If you visit the website of renowned Canadian novelist Patrick deWitt today, you’ll see a surprising message. “THIS IS NOT PATRICK DEWITT”, it says.
That’s because the domain has been taken over by a cybersquatter. Not just any cybersquatter, mind – this one has literary ambitions.
The unpublished writer apparently noticed that deWitt had let the domain lapse, and decided to register it for themselves. Clicking on the page takes you to an about section, which announces:
Patrick deWitt is an award-winning author who has written 4 best-selling novels.
This is not his site.
I have not made any films. I have not written any award-winning books.
If you want to do something that is singularly unrewarding, write a novel.
Anyway, Patrick deWitt wasn’t using this site, so rather than waste your time with a blank page, I thought I would join you here and we could share a moment.
As if that wasn’t cheeky enough, the sneaky scribe has also posted their own manuscript on the site. Called In God’s Silence, Them Devils Sang, the author describes it as an acid western.
The news hit the internet last week, but this has been going on for a while. The first instance of the cybersquatter’s site shows up on the Wayback Machine (a site that archives snapshots of web pages) on 10 November 2018. Let’s Encrypt issued an SSL certificate for the domain on 11 July 2019, although the mysterious cybersquatter doesn’t seem to be using it as yet. As of today, the site was still using plain old HTTP.
The cybersquatter also seems to have toned down the cockiness following the online attention. As recently as 12 January this year, the site contained a slightly longer message, adding the following to the about section:
PS. Mr deWitt, If you want the site back, just let me know. I’m not trying to blackmail you, your producers, the publishing house or your literary agent. I just want y’all to read my manuscript.
Oh f[*]ck, I just realized that’s the dictionary definition of blackmail. Sorry, I guess I just meant I don’t really give a f[*]ck about money.
As of yesterday, the current version of the site also features a different piece of writing altogether: a first-person account of life as a captive orca. From acid western to Free Willy.
deWitt is a self-proclaimed internet hermit. Not because he’s sniffy about popular culture in any way, but rather because he finds it too addictive. In a 2015 Buzzfeed interview, he said that he loves distracting media so much that he had to turn his back on it so that he could concentrate. That apparently included letting his domain go.
His legitimate site last showed up on the Wayback Machine on 24 November 2014, publicising his novel The Sisters Brothers. By 17 December 2014 it had been replaced with an error message explaining that the site couldn’t be displayed. That message stuck around for years, interspersed with the occasional parked site page.

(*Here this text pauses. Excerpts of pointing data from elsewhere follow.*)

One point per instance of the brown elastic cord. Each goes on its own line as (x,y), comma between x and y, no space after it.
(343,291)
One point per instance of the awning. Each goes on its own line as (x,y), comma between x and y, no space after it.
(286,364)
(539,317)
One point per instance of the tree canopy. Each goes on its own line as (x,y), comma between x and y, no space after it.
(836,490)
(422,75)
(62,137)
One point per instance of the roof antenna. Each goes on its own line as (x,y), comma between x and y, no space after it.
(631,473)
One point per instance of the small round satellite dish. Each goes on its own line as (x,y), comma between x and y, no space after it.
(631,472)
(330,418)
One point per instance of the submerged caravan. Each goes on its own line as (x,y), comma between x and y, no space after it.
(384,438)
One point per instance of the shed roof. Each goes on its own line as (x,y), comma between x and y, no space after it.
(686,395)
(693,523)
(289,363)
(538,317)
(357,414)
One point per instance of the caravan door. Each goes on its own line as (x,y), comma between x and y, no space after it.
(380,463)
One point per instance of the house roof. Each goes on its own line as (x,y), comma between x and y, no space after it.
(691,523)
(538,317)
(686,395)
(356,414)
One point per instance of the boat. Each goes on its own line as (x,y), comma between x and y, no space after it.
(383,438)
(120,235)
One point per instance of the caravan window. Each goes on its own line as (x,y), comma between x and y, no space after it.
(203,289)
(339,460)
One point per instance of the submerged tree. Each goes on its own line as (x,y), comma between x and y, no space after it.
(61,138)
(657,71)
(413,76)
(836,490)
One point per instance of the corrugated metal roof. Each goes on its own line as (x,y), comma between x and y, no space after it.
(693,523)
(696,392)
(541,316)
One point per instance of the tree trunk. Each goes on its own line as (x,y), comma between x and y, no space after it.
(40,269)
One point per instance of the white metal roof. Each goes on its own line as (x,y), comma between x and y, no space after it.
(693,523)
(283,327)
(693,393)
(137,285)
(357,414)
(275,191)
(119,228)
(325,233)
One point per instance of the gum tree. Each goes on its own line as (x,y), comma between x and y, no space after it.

Things could have been a lot worse for deWitt. Having your site cybersquatted isn’t ideal, but at least the perp is being upfront about it and not trying to pass himself off as the award-winning author. Even if you don’t plan on maintaining a website that has carried your image or work at some point in time, it pays to keep the domain handy to protect your reputation (not to mention any email addresses that may have been associated with it).